- Directed by: Myron J. Gold
- Written by: Myron J. Gold
- Produced by: Myron J. Gold
- Starring: Donald Pleasence Yvonne Furneaux June Wilkinson Aldo Ray
- Cinematography: Miguel Garzón
- Music by: Ronald Stein
- Production companies: Tillie Productions S.A. Filmier
- Release date: 1984;
- Running time: 100 minutes
- Countries: United States; Mexico; UK;
- Language: English

= Frankenstein's Great Aunt Tillie =

Frankenstein's Great Aunt Tillie is a 1984 comedy film about Frankenstein that is set in Transylvania.

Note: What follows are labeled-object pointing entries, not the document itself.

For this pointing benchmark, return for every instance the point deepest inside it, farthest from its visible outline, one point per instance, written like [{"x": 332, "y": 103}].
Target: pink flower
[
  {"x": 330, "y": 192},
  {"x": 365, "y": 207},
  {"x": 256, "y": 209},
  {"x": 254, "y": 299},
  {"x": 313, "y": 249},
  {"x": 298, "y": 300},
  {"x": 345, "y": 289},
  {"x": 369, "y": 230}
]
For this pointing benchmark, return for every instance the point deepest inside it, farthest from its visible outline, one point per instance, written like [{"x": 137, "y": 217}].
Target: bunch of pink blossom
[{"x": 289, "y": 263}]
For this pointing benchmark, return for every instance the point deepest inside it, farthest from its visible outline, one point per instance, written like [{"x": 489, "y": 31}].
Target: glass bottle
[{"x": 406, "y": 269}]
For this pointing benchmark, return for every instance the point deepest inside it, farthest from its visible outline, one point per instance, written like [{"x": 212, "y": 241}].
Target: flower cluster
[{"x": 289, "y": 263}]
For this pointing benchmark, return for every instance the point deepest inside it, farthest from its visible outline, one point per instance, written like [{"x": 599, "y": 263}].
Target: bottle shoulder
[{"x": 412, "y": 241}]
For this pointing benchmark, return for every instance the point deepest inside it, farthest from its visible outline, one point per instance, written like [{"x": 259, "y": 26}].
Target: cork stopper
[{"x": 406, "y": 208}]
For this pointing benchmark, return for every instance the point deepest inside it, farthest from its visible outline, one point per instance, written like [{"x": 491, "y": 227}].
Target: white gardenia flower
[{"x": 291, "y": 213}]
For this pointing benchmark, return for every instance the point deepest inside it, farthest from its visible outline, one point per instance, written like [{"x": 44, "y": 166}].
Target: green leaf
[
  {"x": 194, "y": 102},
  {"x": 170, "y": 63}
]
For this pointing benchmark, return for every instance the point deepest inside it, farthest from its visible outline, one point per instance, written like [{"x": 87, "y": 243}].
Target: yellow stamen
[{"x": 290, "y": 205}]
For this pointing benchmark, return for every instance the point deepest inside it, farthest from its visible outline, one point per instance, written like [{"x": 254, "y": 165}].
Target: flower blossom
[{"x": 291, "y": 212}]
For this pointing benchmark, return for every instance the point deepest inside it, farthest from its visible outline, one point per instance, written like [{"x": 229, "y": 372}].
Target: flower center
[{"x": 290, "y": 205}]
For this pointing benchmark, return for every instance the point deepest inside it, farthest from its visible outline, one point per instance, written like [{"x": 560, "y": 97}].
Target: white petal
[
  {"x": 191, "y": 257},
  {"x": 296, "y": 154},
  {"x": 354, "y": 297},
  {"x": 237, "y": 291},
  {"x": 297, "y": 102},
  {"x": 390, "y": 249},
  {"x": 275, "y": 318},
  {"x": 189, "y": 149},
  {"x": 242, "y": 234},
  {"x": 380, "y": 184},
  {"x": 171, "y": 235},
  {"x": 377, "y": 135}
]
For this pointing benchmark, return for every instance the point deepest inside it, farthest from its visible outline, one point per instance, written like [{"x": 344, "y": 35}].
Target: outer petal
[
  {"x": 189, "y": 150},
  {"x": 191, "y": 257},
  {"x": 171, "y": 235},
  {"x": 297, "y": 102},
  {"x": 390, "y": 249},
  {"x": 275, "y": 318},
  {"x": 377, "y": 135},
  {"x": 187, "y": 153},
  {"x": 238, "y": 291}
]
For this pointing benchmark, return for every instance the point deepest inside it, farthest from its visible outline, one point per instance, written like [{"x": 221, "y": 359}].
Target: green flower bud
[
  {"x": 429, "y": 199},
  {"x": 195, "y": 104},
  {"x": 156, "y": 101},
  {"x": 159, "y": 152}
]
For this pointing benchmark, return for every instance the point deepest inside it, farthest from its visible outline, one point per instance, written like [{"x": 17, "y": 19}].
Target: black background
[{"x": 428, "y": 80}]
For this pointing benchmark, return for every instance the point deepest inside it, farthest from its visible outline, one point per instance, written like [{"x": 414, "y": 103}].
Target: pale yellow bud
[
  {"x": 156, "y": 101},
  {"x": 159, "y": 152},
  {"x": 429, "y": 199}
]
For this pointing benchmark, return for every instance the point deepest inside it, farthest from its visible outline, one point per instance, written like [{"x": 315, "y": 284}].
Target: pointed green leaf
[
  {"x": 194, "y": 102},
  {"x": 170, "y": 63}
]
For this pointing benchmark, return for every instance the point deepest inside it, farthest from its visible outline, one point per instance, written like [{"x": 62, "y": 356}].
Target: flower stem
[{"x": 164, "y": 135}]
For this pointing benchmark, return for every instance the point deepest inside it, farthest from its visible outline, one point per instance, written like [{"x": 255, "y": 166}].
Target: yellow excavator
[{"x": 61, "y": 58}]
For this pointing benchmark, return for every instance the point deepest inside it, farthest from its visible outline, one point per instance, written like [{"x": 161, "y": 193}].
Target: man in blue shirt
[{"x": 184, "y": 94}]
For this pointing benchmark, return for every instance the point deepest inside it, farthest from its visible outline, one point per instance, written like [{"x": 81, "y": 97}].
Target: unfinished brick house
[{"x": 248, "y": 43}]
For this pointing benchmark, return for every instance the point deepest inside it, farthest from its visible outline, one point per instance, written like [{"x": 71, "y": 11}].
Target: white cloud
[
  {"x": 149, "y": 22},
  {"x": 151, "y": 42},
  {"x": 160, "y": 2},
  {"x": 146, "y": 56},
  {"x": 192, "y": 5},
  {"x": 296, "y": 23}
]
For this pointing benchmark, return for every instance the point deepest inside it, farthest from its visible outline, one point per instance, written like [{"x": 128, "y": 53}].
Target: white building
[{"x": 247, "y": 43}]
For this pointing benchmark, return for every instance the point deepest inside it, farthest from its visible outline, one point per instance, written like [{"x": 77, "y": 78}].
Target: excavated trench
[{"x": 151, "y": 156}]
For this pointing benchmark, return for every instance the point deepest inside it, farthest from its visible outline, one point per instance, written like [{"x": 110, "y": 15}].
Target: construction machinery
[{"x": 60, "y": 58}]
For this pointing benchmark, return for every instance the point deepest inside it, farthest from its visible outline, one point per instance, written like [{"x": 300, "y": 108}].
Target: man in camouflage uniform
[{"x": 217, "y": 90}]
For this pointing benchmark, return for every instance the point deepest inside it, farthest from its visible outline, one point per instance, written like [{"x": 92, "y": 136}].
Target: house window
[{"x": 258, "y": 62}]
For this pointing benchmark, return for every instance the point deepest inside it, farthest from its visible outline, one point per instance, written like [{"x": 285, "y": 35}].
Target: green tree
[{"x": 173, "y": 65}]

June Wilkinson, who had a part in the film, was interviewed in the book Screen Sirens Scream! about her role. The film's music was written about in the book Musique fantastique.

==Plot==
Castle Frankenstein has been empty for years and the local council is planning to repossess it, when the Frankenstein family return, seeking to find hidden treasure, and to re-animate the Frankenstein monster.

==Cast==
- Victor Frankenstein / Old Baron Frankenstein - Donald Pleasence
- Matilda 'Tillie' Frankenstein - Yvonne Furneaux
- Randy - June Wilkinson
- The Monster - Miguel Angel Fuentes
- Bürgermeister - Aldo Ray
- Clara - Zsa Zsa Gabor
- Grocer Schnitt - Rod Colbin
- Police Superintendent Schwerbaum - Chandler Garrison
- Banker Schlockmocker - Phil Leeds
- Lawyer Schnabel - Garnett Smith
- Judge Edelweiss - Ken Smith
- Secretary Gudrun Geduldig - Karen Haber
- Feldwebel Erstarren - Edgar Vivar
- Big Black Bill (as Borolas) - Joaquín García Vargas

==Critical reception==
The Bloody Pit of Horror wrote, "I literally cringe at the thought of ever stumbling across something as bad as this in the future. To make it worse, the damn thing goes on forever."